The Restart Project is a London Based charity working to prevent electronic waste by hosting events up and down the UK where they help people restart their gadgets. So far they’ve helped prevent 5284kg of electronic waste. By working with communities, schools and companies to provide hands-on learning events, the Restart Project aims to do more than just fix your broken electronics for you – their aim is to change our relationship with electronics for good, by challenging our throw-away economy and valuing our electronics longer. The ‘Restart Code’ includes some simple steps we can all take to help fix our relationship with electronics. For example – ‘when we have a problem we will not panic, we’ll check the warranty, get help and do what we can to repair our electronic device. When we solve our problem, we will share that knowledge!’ Head to their website to join 3520 people already signed up to live this way. Want to get involved? Check out one of the free ‘Restart Parties’ where you’ll be joined by skilled volunteers who can help you learn to fix your slow or broken devices.
Name two things a lot of Londoners wish they had more of… …space and money! A lot of people without the money to buy expensive tools or the space to store them could benefit from a local place where they can borrow items for a low price. That’s exactly what a Library of Things is for – it’s a place where you can borrow and share all sorts of things, like tools, kitchenware, gardening equipment and camping kit. And we think it’s a fantastic alternative to wasting money and valuable resources on brand new items that people in your community already own. The Library of Things does even more than it says on the tin, because they run 1-to-1 sessions and workshops to teach you how to use the tools you borrow and promote community engagement by hosting regular open nights. The one we know and love is located in West Norwood, South London, so check it out if you’re ever around. They promise to keep borrowing prices low, make you feel welcome and share tips on how to use things. In return, make sure you love and care for the items you’ve borrowed and bring them back on time.

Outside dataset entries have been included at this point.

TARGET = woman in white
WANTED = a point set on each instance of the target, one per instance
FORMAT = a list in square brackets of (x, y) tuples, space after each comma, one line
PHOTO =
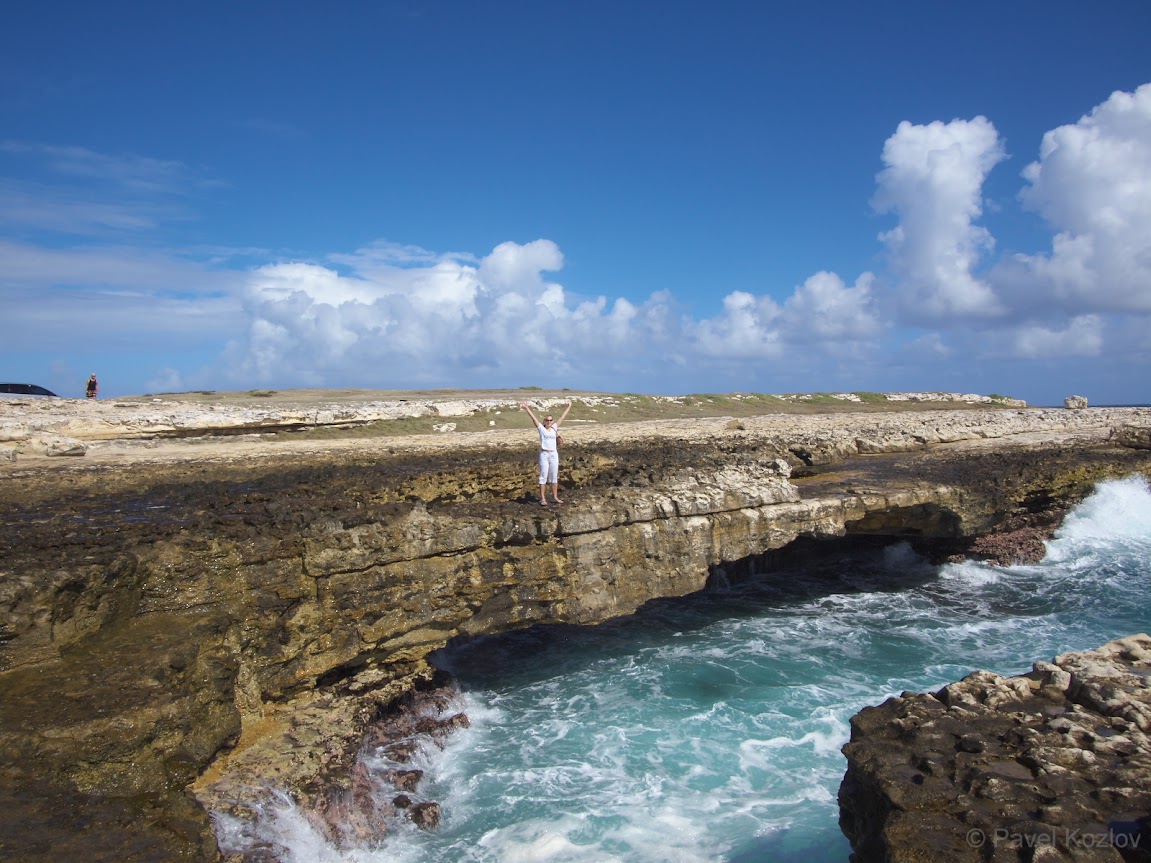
[(549, 453)]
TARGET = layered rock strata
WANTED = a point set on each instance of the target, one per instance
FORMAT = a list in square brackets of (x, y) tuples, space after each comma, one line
[(1050, 765), (182, 631)]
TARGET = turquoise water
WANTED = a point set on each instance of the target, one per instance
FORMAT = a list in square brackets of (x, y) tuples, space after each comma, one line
[(708, 730)]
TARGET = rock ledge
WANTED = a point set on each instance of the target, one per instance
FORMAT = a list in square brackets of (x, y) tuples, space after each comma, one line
[(1052, 765)]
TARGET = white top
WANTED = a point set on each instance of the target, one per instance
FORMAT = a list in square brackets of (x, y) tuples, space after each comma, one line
[(548, 436)]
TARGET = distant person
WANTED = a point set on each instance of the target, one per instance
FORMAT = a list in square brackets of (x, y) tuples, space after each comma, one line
[(549, 451)]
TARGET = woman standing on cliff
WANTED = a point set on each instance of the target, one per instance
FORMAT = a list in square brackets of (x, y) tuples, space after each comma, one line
[(549, 451)]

Here at Local Green Points we’re experts at engaging with communities to encourage residents to reduce, reuse and recycle. Our approach is innovative – combining web and app platforms, communications campaigns and face to face engagement to connect with our target audience. We find rewards and incentives key to promoting ongoing behaviour change, so we reward members of our campaigns with points for every positive step they take – whether it’s preventing food waste, recycling more, using a Bring bank or reducing contamination. Residents work together to earn the most points and win prizes for their local community. In the last month we’ve been in Warwickshire, Norfolk, and West London handing out prizes to some real recycling champions and great local causes. When it comes to electronics, we’re working with residents of 13 boroughs to encourage them to fix them up, donate them, reuse them or recycle them!